Association of antibiotics with status epilepticus
Neurological Sciences, 03/30/2012Misra UK et al.
The findings suggest that the antibiotic should be carefully chosen in patients with hepatic and renal failure, and the dose should be modified.
In a retrospective review, 12 out of 117 (10%) patients with SE had temporal association with antibiotic administration.
Their medical history, clinical findings, and duration and type of SE were recorded.
Serum chemistry, blood counts, cranial MRI, EEG and CSF examination were carried out.
The offending antibiotics were withdrawn and the patients were treated with phenytoin, lorazepam, sodium valproate or midazolam.
The response to treatment was recorded and death during hospital stay noted.

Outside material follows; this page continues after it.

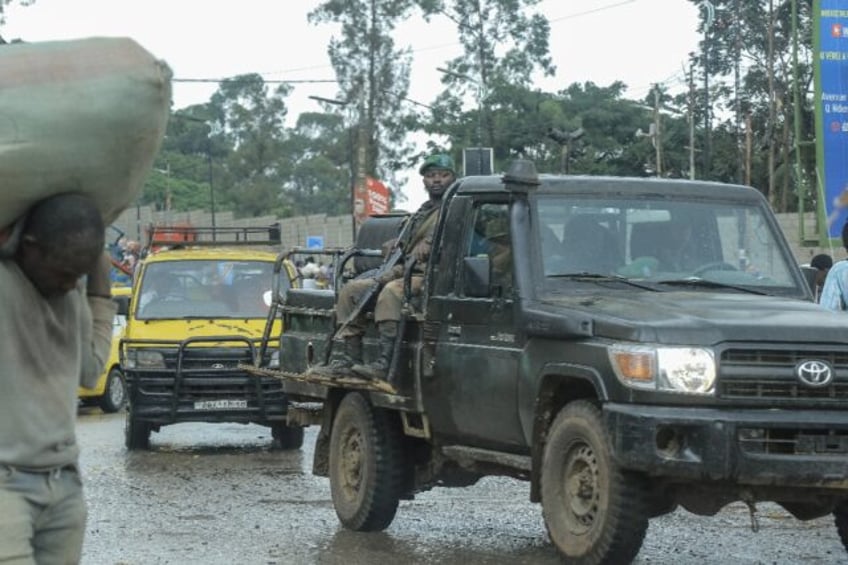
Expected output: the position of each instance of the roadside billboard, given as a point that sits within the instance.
(830, 48)
(372, 198)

The median age of the patients was 36 (18 and 74) years and 5 were females.
Eight patients had convulsive and four nonconvulsive SE.
The median duration of status was 12 h.
The antibiotics related to SE included intravenous cephalosporin (ceftazidime 5, amoxyclavulenic acid 2, piperacillin 2, cefepime and quinolones (levofloxacin 3, ofloxacin 1, ciprofloxacin in isolation or in combinations.
Five patients had hepatic (41.7%) and 6 (50%) renal failure; the later received higher than the recommended dose of antibiotics.
Cranial MRI was abnormal in 7 out of 9 (77.8%) patients that include cortical lesion in one, corticosubcortical in three and subcortical in three.
SE responded to first antiepileptic drug in four and to second in five patients.
Three patients (25%) had refractory SE.
Eight (66.7%) patients died and death was related to SE in 2 patients.